Una vera e propria ferita nei pascoli e nel bosco a suon di caterpillar che sicuramente tra una decina d’anni sarà asfaltata e pronta scaricare veicoli ad un passo dal rifugio a 2275 m.
Sono quasi arrivato alla fine: incontro altri asini al pascolo: ci sono più asini che vacche e penso come in incubo di essere arrivato al campeggio di miei ex studenti. Alcuni bikers mi dicono che un asino è scomparso qualche giorno prima, probabilmente ucciso e divorato dai lupi che ormai si affacciano in questa valle.
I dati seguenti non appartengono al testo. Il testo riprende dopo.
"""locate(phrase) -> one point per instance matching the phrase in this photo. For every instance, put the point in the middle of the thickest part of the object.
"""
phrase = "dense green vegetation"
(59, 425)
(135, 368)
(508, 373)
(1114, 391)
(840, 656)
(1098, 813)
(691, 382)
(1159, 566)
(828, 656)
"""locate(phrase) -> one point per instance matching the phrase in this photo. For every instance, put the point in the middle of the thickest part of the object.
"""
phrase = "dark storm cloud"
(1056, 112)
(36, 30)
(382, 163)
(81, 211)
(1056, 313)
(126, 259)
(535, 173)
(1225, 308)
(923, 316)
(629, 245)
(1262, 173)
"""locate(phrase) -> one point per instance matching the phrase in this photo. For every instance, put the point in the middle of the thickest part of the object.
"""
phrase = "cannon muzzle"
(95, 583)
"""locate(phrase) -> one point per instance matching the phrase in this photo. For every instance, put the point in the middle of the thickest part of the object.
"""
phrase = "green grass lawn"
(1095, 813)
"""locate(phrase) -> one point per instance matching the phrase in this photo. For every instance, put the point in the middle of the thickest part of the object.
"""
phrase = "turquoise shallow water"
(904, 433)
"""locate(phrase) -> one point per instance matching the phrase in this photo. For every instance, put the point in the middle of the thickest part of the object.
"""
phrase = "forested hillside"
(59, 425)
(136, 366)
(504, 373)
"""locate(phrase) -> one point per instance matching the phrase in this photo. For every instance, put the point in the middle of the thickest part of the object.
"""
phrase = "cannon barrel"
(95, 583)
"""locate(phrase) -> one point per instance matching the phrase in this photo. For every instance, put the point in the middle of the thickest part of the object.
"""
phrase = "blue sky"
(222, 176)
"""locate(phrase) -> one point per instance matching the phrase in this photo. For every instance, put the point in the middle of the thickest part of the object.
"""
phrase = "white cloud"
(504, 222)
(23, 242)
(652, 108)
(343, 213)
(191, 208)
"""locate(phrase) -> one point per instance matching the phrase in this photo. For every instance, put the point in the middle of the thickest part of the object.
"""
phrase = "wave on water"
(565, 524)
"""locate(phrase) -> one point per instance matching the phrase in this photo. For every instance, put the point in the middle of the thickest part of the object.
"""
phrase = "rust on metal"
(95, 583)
Alcuni turisti cercano panchine della Pro Loco sui pascoli alti (!) per mangiarsi la pizza d’asporto di mezzogiorno (!!), mentre un’orda di tredicenni canta a squarciagola inquietando delle rare vacche dal pelo lungo e nero.
Altri asini per alcuni selfies (credo di aver trovato il mi vecchio amico Lucignolo) e finalmente arrivo alla mia auto Rifattona dove, dopo 7 ore di marcia (comprese le dovute pause rifocillanti) , 1600 merti di dislivello, per un totale di 13 Km e di 27.194 passi (come indicano le app dello smartphone), cerco di riacquistare in lucidità.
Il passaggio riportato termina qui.